Share your story in our online journal space.
Hi all!
Well here I am! After going over and over in my head about what I should do! My mother has been diagnosed with metastatic bowel cancer in August this year. She has moved interstate to live with us as she had not much support and the medical system in the rural town she where she was living was shocking.
She has started treatment and a basic guideline for prognosis at this stage is 14months to 2 and a half years. I was job hunting and studying and was preparing to return to full time work after being at home with kids. After years of dealing with my husbands health issues whom is unable to work at present, I finally felt our situation was becoming stable, then this happened! I feel so selfish having this feeling of my life being derailed yet again.
How have others coped with trying to juggle work and being there for a loved one going through this journey? To put it simply our family needs income and I am the only one to provide this. But I cant justify moving mum to live with us then heading off to work.
I'm so torn in what to do.
Mum needs help to navigate doctors appointments especially understanding what's happening shes never been sick before this so its plunged her into the medical system which she has never experienced before. She also needs someone to just be there in the week after treatment. Yes my husband could ferry her to appointments but I couldn't deal with being at work and knowing she is there going through this alone. But then I have this thought that life goes on and I should be able to cope with working and dealing with this. I feel so incrediably selfish for even thinking of returning to work but at the same time I know in my heart a few months from now it's going to be a financial disaster without any regular income - but I also feel it's just not possible to work at the moment. I'm just stuck!
Hello and welcome to the Online Community @Nori, we hope you'll receive a lot of great advice and support from your fellow community members.
How is your Mum doing today? And just as importantly, how are you coping with everything?
I sent you an email last week with some information about our Telephone Support Groups, feel free to let me know if you'd be interested in having one of the facilitators contact you
Here are some resources you may find of interest, the podcasts in particular are great for listening to in the car:
Hi there,
I am a carer for my son who is 40 and was diagnosed with metastatic kidney cancer four months ago. I feel for you in your situation, it is so hard to deal with evryone's needs on top of your own.
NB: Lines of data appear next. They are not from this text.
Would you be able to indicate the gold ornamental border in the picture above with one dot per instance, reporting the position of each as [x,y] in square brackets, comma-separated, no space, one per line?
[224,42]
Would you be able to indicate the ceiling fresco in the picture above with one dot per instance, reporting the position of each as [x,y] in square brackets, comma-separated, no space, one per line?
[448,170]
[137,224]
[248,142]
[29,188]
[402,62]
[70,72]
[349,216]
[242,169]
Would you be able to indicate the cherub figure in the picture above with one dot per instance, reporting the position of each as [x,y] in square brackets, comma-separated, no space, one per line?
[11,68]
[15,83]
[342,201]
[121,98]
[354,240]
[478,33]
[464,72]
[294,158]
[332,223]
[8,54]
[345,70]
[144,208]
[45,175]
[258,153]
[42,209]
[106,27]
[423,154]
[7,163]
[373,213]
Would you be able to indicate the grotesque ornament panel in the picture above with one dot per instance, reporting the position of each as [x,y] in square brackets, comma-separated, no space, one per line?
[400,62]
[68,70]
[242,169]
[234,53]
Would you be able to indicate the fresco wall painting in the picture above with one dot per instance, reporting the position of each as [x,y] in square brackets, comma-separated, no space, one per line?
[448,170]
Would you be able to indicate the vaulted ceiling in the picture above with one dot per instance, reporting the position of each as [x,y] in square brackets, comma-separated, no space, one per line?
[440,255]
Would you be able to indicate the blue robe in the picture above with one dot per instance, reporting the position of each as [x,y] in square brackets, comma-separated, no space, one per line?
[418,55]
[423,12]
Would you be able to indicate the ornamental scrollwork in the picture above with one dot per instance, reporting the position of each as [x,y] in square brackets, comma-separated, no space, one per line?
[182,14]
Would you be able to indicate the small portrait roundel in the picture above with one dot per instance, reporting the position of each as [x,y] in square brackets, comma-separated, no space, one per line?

My sister has metastatic cancer too. You get pulled in different ways! The community is fantastic where I am in Sydney south. We have the community nurses who visit every 2 weeks, volunteer people, occupational therapist, who provide advice and equipment such as bathroom adaptations or wheelchairs, the Health Direct line 1800 022 222 for general advice, a great GP who is watching my son's results, a pathology collector who comes to us every week (ring your local provider such as Laverty) and I believe some local Councils have a patient transport system that can be booked to take people to a hospital appointment. For pensioners, (which I'm not yet) you can have your discounted medications and my chemist has a rewards program that gives you some money back for dealing with them all the time. (Terry WHite chemists - can be shopped online.) The best discount chemist for special items like blood pressure monitors is Chemist warehouse. For larger items like walkers and special beds there are the ILS shops (Independent Living specialist) also online. The hospital also provided a dietitian and social worker contact numbers.
Don't be afraid to reach out - they are waiting to help. Good luck with your future!